With one exception that we’ll get to at the end, what you have there are four pitchers with very, very similar performances in terms of strikeouts, walks and expected outcomes, even if you don’t necessarily think of Jason Hammel, Ian Kennedy and Brandon McCarthy as being the same caliber of pitcher as Samardzija. Teams aren’t — shouldn’t be, anyway — buying names, ERA or win/loss record. They simply want to get the pitcher who does the most with what he can control, and if you strip out the things that absolutely don’t matter, Hammel and Kennedy are pitching exactly as well — in some areas, better — than Samardzija is.
Now, it’s fair to say that players can’t simply be judged on the first few months of the season as though no information about them existed before Opening Day, and were we to have run this dating back to the start of 2013, it’s clear that Samardzija is the best of the group. But the point isn’t to say that any of the others are definitively better. It’s to say they will undeniably be cheaper — potentially considerably so — and are likely to offer enough similar value to Samardzija at a fraction of the cost.
Take your pick
For starters, it’s not like the others have never experienced success. Kennedy, for example, finished fourth in the NL Cy Young voting in 2011 and gave the Arizona Diamondbacks solid performances in both 2010 and 2012 as well. But after he struggled to begin 2013, he was dealt to the San Diego Padres for what seemed a surprisingly underwhelming return — Joe Thatcher, though effective, was still a 31-year-old left-handed relief specialist.
Once in San Diego, Kennedy’s mechanics were changed by Padres pitching coach Darren Balsley. The result? Kennedy’s fastball, which had averaged barely 90 mph by the end of 2012, is now at nearly 93, the hardest he’s ever thrown. Unsurprisingly, Kennedy’s strikeout rate has shot back up, to the point that his 25.9 percent whiff rate is the 12th best in baseball. Like Samardzija, he’s arbitration-eligible next year; despite similar 2014 performance and a higher peak in his past, it seems unlikely the Padres would ask for as much for Kennedy as the Cubs would for Samardzija.

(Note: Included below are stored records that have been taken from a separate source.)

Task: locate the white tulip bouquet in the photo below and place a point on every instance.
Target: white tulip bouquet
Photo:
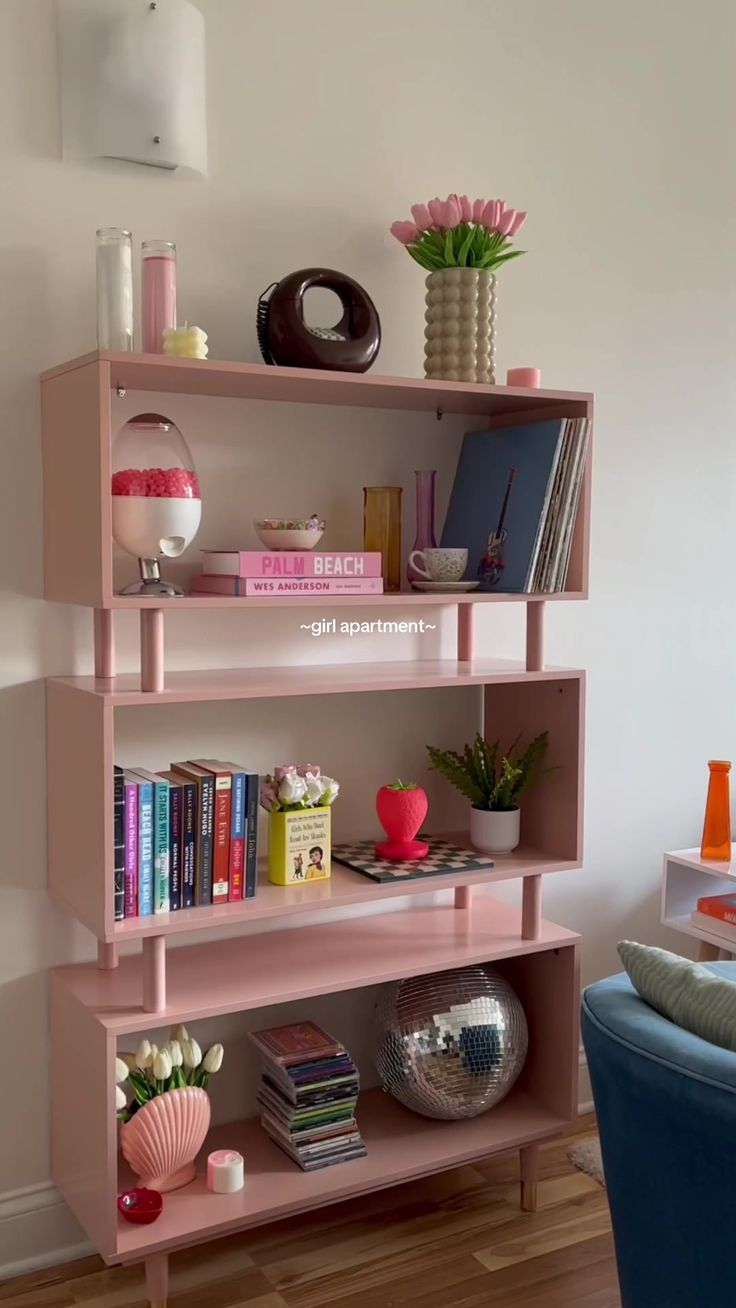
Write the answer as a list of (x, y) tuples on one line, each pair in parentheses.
[(152, 1071), (296, 786)]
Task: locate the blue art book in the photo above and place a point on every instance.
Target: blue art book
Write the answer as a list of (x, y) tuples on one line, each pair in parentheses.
[(145, 848), (500, 501)]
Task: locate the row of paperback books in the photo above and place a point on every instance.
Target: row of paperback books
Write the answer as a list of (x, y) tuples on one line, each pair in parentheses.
[(309, 1095), (285, 572), (184, 837)]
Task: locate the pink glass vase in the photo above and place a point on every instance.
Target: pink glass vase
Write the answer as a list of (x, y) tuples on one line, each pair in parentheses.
[(164, 1138), (425, 518)]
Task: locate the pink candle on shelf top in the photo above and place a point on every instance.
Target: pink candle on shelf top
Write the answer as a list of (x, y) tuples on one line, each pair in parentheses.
[(528, 377), (158, 293)]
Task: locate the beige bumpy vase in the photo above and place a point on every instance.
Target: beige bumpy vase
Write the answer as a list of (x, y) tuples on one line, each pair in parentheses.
[(460, 326)]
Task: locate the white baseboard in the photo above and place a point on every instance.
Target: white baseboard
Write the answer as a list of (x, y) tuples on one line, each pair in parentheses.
[(585, 1092), (37, 1231)]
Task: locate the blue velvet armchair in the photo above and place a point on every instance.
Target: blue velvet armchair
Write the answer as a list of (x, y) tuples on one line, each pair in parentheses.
[(666, 1103)]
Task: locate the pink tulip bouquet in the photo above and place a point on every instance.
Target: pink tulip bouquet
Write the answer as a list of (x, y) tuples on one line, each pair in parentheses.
[(460, 233)]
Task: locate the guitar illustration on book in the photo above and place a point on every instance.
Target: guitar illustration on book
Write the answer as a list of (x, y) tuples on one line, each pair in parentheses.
[(492, 564)]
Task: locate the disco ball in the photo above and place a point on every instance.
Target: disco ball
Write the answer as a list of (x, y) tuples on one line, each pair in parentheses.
[(451, 1044)]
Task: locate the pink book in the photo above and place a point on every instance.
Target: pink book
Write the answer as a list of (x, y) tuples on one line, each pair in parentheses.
[(131, 874), (290, 563), (286, 586)]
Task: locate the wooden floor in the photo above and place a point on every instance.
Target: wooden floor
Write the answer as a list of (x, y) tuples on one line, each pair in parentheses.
[(451, 1241)]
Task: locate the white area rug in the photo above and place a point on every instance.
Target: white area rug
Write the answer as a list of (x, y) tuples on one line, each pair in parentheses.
[(586, 1156)]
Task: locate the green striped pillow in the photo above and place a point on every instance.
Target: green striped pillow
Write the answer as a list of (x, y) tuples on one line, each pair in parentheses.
[(686, 993)]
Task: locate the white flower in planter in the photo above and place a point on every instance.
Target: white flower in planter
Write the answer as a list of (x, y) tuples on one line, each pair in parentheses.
[(191, 1053), (292, 789), (162, 1065)]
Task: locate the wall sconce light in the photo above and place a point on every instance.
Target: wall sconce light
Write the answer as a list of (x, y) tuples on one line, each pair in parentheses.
[(132, 79)]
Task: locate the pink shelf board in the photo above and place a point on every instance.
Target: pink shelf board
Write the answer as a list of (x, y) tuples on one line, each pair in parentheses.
[(343, 890), (315, 386), (263, 683), (400, 1146), (276, 967), (403, 599)]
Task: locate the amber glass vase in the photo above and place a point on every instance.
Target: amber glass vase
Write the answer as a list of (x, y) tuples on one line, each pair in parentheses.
[(382, 530), (717, 827)]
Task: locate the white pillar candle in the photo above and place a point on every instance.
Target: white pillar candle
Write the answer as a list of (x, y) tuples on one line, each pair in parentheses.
[(225, 1171)]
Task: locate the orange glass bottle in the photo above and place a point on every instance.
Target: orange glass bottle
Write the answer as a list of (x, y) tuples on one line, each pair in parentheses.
[(717, 826)]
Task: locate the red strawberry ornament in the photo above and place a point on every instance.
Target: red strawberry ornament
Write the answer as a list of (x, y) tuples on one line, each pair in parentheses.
[(401, 808)]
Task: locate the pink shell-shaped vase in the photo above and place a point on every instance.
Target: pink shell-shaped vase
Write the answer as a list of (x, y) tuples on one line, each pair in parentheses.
[(164, 1138)]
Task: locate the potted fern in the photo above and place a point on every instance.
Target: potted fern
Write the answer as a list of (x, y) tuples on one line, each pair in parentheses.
[(494, 784)]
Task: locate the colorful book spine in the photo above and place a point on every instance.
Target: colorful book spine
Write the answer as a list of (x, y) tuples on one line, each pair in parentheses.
[(720, 907), (292, 563), (119, 843), (145, 848), (238, 837), (131, 880), (251, 833), (204, 782), (175, 846), (188, 841)]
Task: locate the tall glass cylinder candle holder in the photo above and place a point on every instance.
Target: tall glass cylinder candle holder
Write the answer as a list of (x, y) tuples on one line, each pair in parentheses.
[(717, 826), (382, 530), (114, 289), (158, 293), (425, 518)]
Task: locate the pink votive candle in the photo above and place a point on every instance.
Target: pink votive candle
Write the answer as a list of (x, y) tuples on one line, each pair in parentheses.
[(528, 377), (158, 292)]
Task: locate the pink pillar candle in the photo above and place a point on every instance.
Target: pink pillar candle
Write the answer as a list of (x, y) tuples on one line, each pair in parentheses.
[(225, 1171), (158, 293), (527, 377)]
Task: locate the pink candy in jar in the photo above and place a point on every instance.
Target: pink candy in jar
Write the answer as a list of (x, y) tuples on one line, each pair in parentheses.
[(156, 497)]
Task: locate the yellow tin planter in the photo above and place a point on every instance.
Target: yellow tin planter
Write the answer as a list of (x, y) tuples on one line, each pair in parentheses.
[(298, 846)]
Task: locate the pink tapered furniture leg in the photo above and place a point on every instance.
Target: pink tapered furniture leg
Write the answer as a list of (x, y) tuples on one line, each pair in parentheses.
[(157, 1279), (531, 908), (535, 637), (466, 632), (103, 644), (154, 973), (106, 955), (528, 1168), (152, 649)]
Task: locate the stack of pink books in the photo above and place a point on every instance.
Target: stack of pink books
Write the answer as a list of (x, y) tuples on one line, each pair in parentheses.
[(285, 572)]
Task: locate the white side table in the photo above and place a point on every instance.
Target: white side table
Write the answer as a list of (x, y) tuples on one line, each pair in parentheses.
[(686, 877)]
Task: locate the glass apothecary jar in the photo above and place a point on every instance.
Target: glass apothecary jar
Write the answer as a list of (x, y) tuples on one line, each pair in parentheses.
[(156, 497)]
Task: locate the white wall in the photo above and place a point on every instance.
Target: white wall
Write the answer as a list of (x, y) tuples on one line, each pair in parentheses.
[(612, 124)]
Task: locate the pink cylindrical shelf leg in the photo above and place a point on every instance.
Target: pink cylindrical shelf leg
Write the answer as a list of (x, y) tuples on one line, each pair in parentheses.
[(531, 908), (157, 1279), (152, 649), (154, 973), (528, 1171), (103, 644), (106, 955), (535, 637), (466, 632), (463, 896)]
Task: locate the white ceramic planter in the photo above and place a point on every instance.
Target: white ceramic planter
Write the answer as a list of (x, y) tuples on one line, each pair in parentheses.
[(496, 833), (460, 325), (148, 526)]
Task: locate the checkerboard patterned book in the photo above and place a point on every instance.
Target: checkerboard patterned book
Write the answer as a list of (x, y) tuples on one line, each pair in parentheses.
[(443, 860)]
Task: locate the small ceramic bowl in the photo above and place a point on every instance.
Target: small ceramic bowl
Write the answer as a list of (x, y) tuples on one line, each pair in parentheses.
[(140, 1206), (289, 533)]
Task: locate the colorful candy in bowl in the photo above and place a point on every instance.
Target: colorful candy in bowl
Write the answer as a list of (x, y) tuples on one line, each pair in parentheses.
[(289, 533)]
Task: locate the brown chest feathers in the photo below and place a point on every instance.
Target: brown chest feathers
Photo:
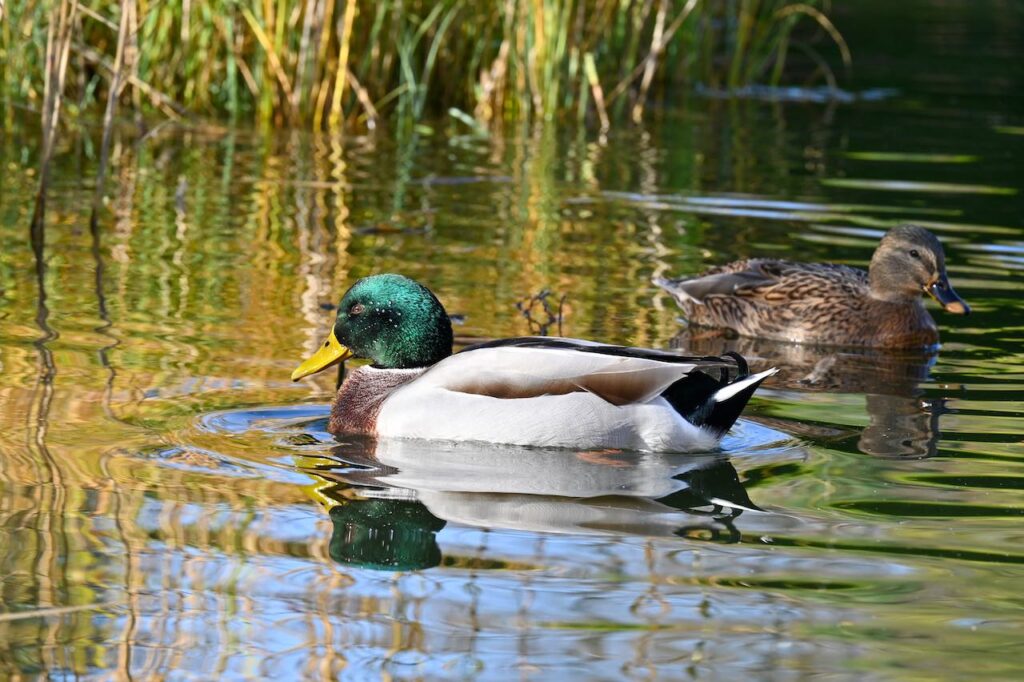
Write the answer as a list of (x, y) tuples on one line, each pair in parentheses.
[(359, 399)]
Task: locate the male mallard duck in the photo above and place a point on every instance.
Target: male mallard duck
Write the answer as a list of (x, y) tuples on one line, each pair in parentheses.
[(528, 391), (825, 303)]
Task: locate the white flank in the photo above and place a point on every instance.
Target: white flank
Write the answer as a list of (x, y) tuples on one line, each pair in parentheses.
[(438, 406)]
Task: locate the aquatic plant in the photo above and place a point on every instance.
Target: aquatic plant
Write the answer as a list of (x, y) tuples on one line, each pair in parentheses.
[(331, 62)]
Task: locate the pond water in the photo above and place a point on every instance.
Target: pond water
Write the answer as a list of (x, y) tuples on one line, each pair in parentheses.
[(171, 505)]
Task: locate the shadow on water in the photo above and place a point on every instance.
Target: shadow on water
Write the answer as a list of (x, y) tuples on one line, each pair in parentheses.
[(901, 421), (388, 499)]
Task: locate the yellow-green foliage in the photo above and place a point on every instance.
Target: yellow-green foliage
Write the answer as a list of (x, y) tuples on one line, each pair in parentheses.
[(359, 61)]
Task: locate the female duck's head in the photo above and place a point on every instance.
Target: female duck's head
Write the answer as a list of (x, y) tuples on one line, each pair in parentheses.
[(389, 318), (910, 261)]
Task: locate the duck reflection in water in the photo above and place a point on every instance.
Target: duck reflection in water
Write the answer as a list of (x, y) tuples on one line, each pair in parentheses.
[(388, 499), (901, 421)]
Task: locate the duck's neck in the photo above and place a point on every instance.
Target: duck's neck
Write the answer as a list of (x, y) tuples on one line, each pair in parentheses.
[(358, 400)]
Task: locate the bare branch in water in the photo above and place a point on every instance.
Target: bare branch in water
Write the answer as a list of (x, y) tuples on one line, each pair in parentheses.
[(541, 326)]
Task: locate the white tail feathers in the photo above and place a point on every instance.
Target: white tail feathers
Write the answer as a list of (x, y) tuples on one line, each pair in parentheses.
[(726, 392)]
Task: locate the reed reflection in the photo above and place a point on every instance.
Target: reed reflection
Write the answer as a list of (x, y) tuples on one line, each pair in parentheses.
[(388, 499), (901, 421)]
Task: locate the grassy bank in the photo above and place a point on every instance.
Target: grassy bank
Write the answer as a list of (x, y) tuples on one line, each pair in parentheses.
[(364, 62)]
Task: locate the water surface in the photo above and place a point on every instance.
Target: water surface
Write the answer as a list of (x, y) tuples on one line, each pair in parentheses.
[(170, 503)]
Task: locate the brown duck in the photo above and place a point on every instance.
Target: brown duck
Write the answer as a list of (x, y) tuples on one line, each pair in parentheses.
[(829, 304)]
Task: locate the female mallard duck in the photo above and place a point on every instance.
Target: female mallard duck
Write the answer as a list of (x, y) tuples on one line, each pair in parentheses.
[(528, 391), (825, 303)]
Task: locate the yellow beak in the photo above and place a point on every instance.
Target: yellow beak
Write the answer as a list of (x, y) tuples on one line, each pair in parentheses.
[(329, 354)]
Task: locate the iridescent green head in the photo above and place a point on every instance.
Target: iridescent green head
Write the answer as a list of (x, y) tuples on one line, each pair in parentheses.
[(389, 318)]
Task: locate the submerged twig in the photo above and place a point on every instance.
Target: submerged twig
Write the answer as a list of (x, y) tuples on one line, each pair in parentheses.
[(551, 315)]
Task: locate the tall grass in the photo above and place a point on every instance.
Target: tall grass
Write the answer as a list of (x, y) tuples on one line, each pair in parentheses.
[(357, 62)]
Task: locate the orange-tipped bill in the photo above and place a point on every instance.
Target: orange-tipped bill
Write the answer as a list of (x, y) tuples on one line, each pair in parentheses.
[(943, 292), (330, 353)]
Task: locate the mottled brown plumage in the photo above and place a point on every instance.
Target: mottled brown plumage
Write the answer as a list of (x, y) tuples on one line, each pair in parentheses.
[(825, 303)]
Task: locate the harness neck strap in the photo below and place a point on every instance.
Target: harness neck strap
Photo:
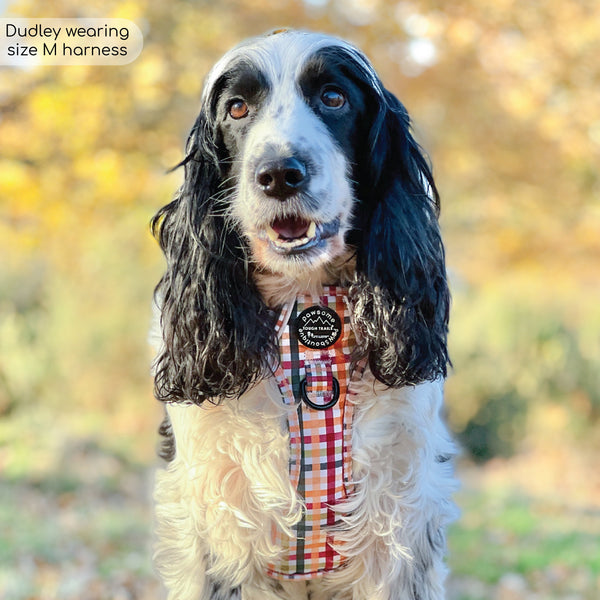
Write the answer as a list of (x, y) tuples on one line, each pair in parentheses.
[(314, 376)]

Hammel, on the other hand, will be a free agent this winter, giving the Cubs another good trade chip. Hammel put up a few solid, if rarely noticed, years for the Colorado Rockies and Baltimore Orioles before collapsing due to a 2012 knee injury and 2013 arm trouble. Healthy again this season, Hammel has all but abandoned his curve and changeup in favor of his slider, and with good reason — over 40 percent of swings against it have ended in a miss. A .234 batting average on balls in play (BABIP) indicates some amount of regression is coming, but as long as Hammel is walking fewer than two batters per nine innings, he can limit the damage.
As for McCarthy, that’s admittedly a tougher sell: Even when you know better than to look at such things, it’s going to be hard for people to get past 1-8, 5.13 ERA. It should be remembered that the Diamondbacks are among the worst teams in baseball — it took Samardzija nearly two months to get a win himself — which doesn’t help, but neither does McCarthy’s unusually high home run rate.
Of course, most of that was concentrated early in the season (he allowed seven homers in his first five games, and only five in his past eight) and his ground ball rate of 55.5 percent is by far the best of his career.
Combined with increased velocity, as he’s shockingly touching 95 mph with regularity now, he’s striking batters out more than ever. More strikeouts plus fewer walks plus more ground balls generally leads to good things, and McCarthy is a great candidate to improve.
Remember, a pitcher traded at the deadline will make approximately 12 starts for his new team. Over that span, Samardzija might — might — be worth one extra win over the others. Yes, you get Samardzija for more than just this year, which has value, but if your primary goal is adding a pitcher for the 2014 playoff chase, there are other reasonable alternatives out there who will cost a lot less.